Jane noticed that whe
n Bo said the word artistic, there was another word he wanted to use but chose not to. “What do you mean by offbeat?”
“He’s got a ponytail ‘bout seven inches long,” Bo emphasized this statement with an exaggerated roll of his eyes. “Usually stuffs it inside these hats he likes to wear. You know? The hats from the 60s that those fellas in the Rat Pack used to sport.”
“Fedoras?” Weyler asked.
“Yeah, them. ’Round here, it’s either ball caps or a cowboy hat, but not fedoras.” There was a slight mocking tone to Bo’s voice. “Nah, Jake’s the sensitive artist type. I mean, come on, he’s got a goddamn ponytail. No matter how pissed-off he might be at his folks, he’s not gonna go this far! He’d draw a picture before he did this!”
“What kind of stuff does he draw?” Jane asked.
“When we searched his room, we saw a bunch of sketch pads with doodles all over them. Nothin’ with guns or monsters. Just harmless doodles.” Bo turned to Vi. “Didn’t we start a file on little Juice Box?”
Vi nodded and left the room momentarily to grab Jake’s file.
Jane sat back in her chair, furtively glancing over her shoulder at Vi. Amazingly, she repeated the same pattern of removing the file from the cabinet, ripping off the sheet on the front of the file, securing that sheet in her drawer and then returning to Bo’s office. She handed the file to Bo.
“See what I’m talkin’ about,” Bo stated, laying several pages on his cluttered desk.
The drawings were hardly what Jane would call doodles. They were well-executed drawings, mainly of cars, dirt bikes and fedoras.
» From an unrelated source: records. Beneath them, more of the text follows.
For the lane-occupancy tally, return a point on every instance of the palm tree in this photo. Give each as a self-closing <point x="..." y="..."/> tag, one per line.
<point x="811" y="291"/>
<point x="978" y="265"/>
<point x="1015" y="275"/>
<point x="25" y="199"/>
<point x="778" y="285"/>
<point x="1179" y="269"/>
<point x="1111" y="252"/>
However, in the corner of the last page was a small but precise drawing of pretty girl’s three-quarter profile. Jane recalled what Betty at the runaway shelter mentioned about Jake leaving town to meet a girl. “Who’s that?” Jane asked, pointing to the girl on the page.
Bo turned the page around. It didn’t take him long to respond. “That’s Mollie. Jake’s girlfriend. Daughter of the Methodist preacher in town. He and his wife also own the B&B you two are gonna be staying at. Jake was real smitten with Mollie.”